Following a scheduled public hearing on the matter, the five-member board was unanimous in their decision which prohibits new billboards or other forms of outdoor, off-premise advertising until Feb. 19, 2008.
“This gives us a year to study this issue more closely from where we can come-up with outdoor advertising regulations concerning things such as height, appearance and proximity to homes and churches,” Traci White, Bertie County Planning Director, said.
The moratorium does not prohibit business owners from placing outdoor signage/advertising on their premises.
For board chairman Rick Harrell, the moratorium doesn’t discourage new or established businesses from locating or expanding their commercial/retail/recreational presence. Rather, the moratorium addresses the issue of protecting the dignity and aesthetic quality of Bertie County while local officials perform an expeditious review and recommend an ordinance that properly regulates off-premise outdoor advertising.

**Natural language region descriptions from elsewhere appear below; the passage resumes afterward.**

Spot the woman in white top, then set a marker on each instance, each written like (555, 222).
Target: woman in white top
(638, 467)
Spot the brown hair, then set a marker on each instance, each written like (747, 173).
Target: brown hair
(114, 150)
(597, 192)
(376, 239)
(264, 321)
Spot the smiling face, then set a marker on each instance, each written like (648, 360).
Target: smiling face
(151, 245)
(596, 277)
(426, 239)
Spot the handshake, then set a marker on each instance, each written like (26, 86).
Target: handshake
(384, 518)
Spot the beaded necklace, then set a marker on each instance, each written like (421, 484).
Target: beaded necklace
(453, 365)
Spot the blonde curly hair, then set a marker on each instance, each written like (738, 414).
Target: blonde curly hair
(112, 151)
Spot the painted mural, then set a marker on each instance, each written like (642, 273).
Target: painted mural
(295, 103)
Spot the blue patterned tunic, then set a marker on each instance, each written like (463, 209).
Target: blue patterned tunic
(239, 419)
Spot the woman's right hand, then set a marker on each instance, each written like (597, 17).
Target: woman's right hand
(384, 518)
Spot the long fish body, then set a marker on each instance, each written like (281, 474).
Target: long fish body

“The board of commissioners and the citizens of Bertie County take pride in our county,” Harrell said. “We’ve got one chance to make it right when it comes to protecting the natural beauty of Bertie County. This moratorium gives us time to study this issue and implement regulations that will prevent our roadsides from becoming cluttered with billboards.”
On Tuesday, Bertie County Manager Zee Lamb told the Roanoke-Chowan News-Herald that with the new US 17 bypass around Windsor, and with it the possibility of numerous billboards, Bertie County needed “to get ahead of the game.”
“It’s wide open (for outdoor advertising) from Midway to US 13,” Lamb said of the bypass, which is scheduled for completion in the fall of 2008. “This one-year moratorium simply gives us more time to study the issue of ensuring that our local highways do not become an endless avenue of billboards.”
Only one person spoke during Monday’s public hearing. Windsor businessman Mark Rawls said he had recently began the process of obtaining easements in order to erect outdoor advertising. He asked if easements were part of a business owner’s premises, to which Lloyd Smith, legal counsel to the Bertie Commissioners, said no. Smith told Rawls his plans for outdoor advertising would fall under the moratorium.
Prior to Monday’s adoption of the moratorium, the only areas of Bertie County where outdoor advertising is prohibited was US 17 from Midway to the Eden House Bridge as well as NC 45 from Midway to the San Souci Road (SR 1500), which connects with Cooper Hill Road (NC 308).
According to Lamb, those stretches of road are protected as scenic byways, part of the Albemarle Historic Tour Highway, and no billboards are allowed with the exception of those already in place.